PSC activists attended the conference and called out the German ambassador for his hypocrisy—delivering a lecture on human rights in Pakistan while his country supplies arms to Israel for carrying out genocide and initiates a brutal crackdown against pro-Palestine protesters in Germany. In response, the German ambassador used the phrase "Get out," which offended the Pakistani public, as it echoed the colonial attitude of the viceroy during British rule. This incident brought global prominence to PSC, with media outlets such as The Guardian, BBC, and Al Jazeera covering the story. In the aftermath, PSC launched a nationwide movement under the banner of the Palestinian Solidarity Committee, which sparked successful student-led protests across the country—including a landmark demonstration in front of the US Embassy.

== Sub Organization ==
There are six sub organizations of PSC.

1. The Students’ Herald (Publication/Magazine)
2. The Artists’ Assembly

== Membership ==
In order to become a member of PSC, one must be in any educational institute i.e. must be a student, must not be part of any other political organization. PSC categorizes its members into "Sympathizers" and "Active Members".

== Organization City Chapter ==
Progressive Students Collective (PSC) has presence in most major city like Lahore, Karachi, Hyderabad, Islamabad, Peshawar etc.

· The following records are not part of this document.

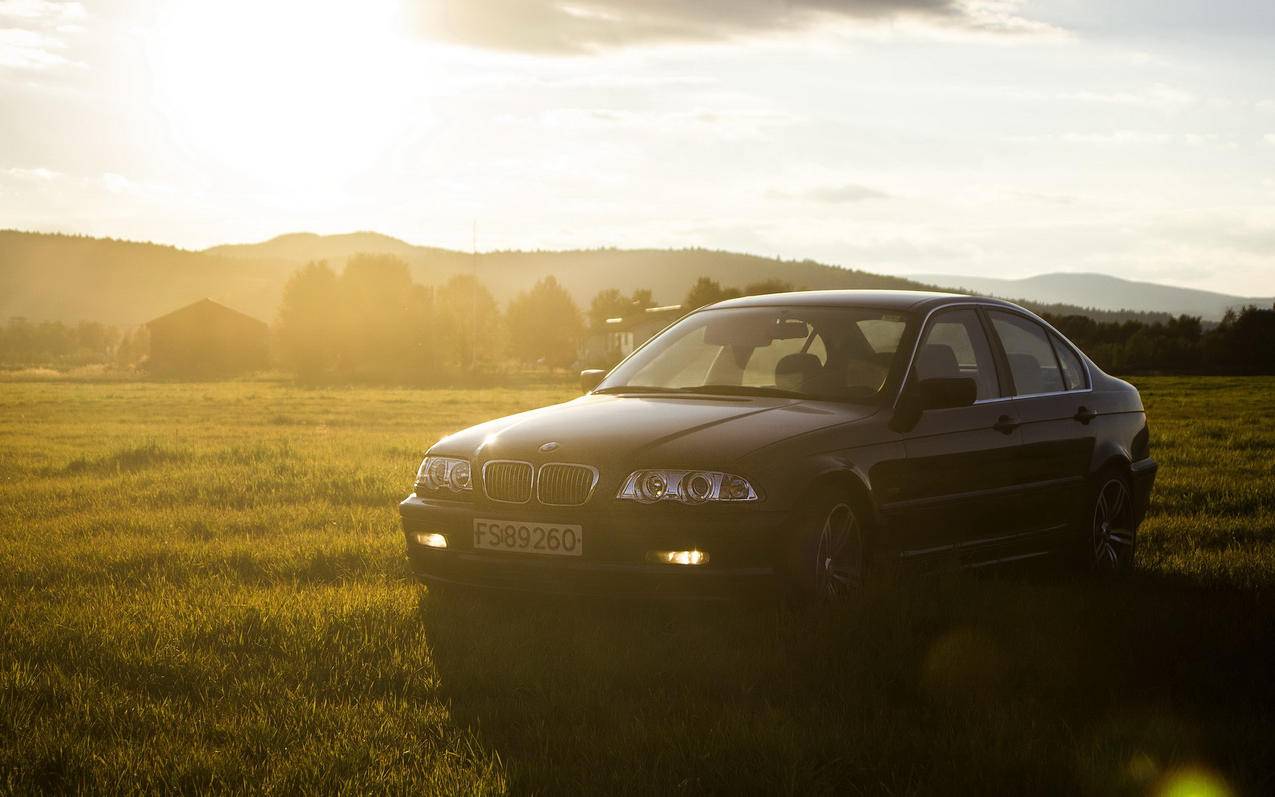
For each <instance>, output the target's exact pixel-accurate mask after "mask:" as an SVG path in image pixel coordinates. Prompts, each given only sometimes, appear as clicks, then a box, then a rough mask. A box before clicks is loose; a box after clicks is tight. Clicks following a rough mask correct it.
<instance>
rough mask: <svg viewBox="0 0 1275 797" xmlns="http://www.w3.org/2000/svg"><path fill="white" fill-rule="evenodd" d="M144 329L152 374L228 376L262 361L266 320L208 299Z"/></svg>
mask: <svg viewBox="0 0 1275 797" xmlns="http://www.w3.org/2000/svg"><path fill="white" fill-rule="evenodd" d="M147 329H148V330H149V333H150V365H149V370H150V372H152V374H157V375H168V376H231V375H235V374H244V372H246V371H255V370H259V369H263V367H265V365H266V333H268V326H266V325H265V323H264V321H259V320H256V319H254V318H252V316H250V315H244V314H242V312H240V311H238V310H231V309H230V307H227V306H226V305H221V303H218V302H214V301H213V300H210V298H201V300H199V301H198V302H195V303H194V305H186V306H185V307H181V309H180V310H173V311H172V312H170V314H168V315H162V316H159V318H157V319H156V320H153V321H149V323H147Z"/></svg>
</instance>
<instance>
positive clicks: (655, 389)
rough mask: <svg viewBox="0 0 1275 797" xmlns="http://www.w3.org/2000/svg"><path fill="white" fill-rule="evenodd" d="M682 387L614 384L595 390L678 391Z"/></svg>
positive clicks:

== University/College Campus Unit ==
Progressive Students Collective (PSC) has presence in most major universities like Punjab University, Karachi University, Federal Urdu University, Sindh University, Government College University lahore, BZU University etc.

== Students Solidarity March ==
PSC always organized annually march in big city of country for restoration of student union in last week of November called Student Solidarity March. PSC has organized many events highlighting rights of workers, students, youth, and general public like Faiz Aman Mela, 2018, Shehri Tahafuzz March, 2019 against Sahiwal killings, Labour Relief Campaign, protests against anti-people budget, extremism and violence at campuses, human rights violation, forceful abductions, and mob lynching theatre, Climate Justice March, Students Solidarity March in 2018, 2019, 2020 2021 and 2022.

== Student action committee ==
PSC played important role in making student alliance in the form of student action committee in 2019. In 2019, PSC members including Arooj Aurangzaib, Virsa Pirzado and Zubair, Ali Raza, Qaisar Javed faced huge criticism and faces criminals charges through fake FIR on raising slogans for Students Solidariy March. Members of PSC, also faced arrests in 2021 during the pandemic while protesting for online examination in Lahore. On February 9, 2022, PSC organised a series of protests in several cities to mark the 38th year of ban on student unions in Pakistan in 1984 by dictator Zia-ul-Haq. In Lahore, PSC also staged a sit-in outside Punjab Assembly. PSC also faced pressure from campus authorities against organizing study circles and participation in women rights' marches.